When quizzed about some of the most difficult moments in his career, he mentions his frustrations with the V8 board. Even now, two years after his departure from the sport, he is calling for an independent board.

“I can think of times were I became particularly frustrated, these were mainly associated with my dealing with the V8 Supercar board, which I to this day think is wrong,” said Cattach.

“I think it needs to follow the same model as the AFL and he NRL where you have got independent people who add value to the sport and how it is run.”

Since leaving the sport in late 2008 Cattach has not attended any events and has only recently started watching V8s on television, but he was brought back into the sport to help out old friend Dick Johnson when his team started to go pear shaped last year.

“DJR got itself into another mess, it looked pretty terminal,” said Cattach.

“I stepped back in to try and sort out the issues; it got to the stage that the communication between Dick and his former business partner had completely broken down.

“There was no direction, all the sponsors were confused and uncertain about their future, of course (James) Courtney had left, Adrian (Burgess) had left, it wasn’t a pretty picture.

“I felt it was Dick’s life work, it was the oldest team in the competition with a massive fan base and I just thought it would be wrong to let it fail, so I dusted off my race clothes and marched in and offered my assistance.

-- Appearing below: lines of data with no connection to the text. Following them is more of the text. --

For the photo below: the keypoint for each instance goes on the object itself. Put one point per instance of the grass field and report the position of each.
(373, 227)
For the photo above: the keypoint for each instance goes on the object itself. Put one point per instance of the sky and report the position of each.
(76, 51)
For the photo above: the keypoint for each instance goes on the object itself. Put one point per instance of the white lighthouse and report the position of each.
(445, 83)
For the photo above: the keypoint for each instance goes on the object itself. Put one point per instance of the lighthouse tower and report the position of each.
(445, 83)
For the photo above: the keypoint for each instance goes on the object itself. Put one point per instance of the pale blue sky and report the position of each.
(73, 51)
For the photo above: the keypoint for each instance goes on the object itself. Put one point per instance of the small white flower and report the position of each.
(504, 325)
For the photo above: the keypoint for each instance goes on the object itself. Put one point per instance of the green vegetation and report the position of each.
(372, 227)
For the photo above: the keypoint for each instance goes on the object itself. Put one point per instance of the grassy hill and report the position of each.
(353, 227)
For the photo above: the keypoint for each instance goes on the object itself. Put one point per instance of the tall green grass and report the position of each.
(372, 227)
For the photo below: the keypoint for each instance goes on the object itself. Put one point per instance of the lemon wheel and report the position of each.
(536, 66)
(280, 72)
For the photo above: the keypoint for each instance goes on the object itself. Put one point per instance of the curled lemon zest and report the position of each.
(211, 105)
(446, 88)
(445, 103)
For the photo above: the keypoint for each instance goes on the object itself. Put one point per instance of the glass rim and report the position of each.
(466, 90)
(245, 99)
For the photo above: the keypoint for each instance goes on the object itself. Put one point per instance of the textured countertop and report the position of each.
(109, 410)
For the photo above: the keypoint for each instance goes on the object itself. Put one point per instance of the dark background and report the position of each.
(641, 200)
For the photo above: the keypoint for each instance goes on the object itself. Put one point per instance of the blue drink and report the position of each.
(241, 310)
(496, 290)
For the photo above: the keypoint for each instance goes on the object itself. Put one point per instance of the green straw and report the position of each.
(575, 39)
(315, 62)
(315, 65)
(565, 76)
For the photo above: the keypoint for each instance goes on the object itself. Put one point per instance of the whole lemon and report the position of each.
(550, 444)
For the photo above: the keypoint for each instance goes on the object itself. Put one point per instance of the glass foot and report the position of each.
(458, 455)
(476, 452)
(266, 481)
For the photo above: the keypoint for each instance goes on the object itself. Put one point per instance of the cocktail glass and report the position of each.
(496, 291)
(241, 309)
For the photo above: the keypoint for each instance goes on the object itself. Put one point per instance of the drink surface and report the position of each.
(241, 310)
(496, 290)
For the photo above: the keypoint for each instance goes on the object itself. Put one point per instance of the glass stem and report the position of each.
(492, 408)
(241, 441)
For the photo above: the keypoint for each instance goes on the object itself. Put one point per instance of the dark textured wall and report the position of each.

“Much to my absolute delight we’ve been able to sort out pretty much all the problems, we are out there competing and hopefully we’ll return to the giddy heights of 2010.”

With DJR sorted, Cattach returned to his non-motorsport interests. He is currently the chairman of a medical company, which focuses on products that assist with the prevention of skin cancer; he helps out with his son’s business and enjoys the opportunity to travel.

“It was the right time to move on (from V8s),” said Cattach.

“My contract had expired and I was quite frankly exhausted, once I stopped I realised how tired I was. I took a complete separation from the sport.

“It was the right time for me to go and I don’t regret it. By and large I’m filling in my time and quite enjoying life.”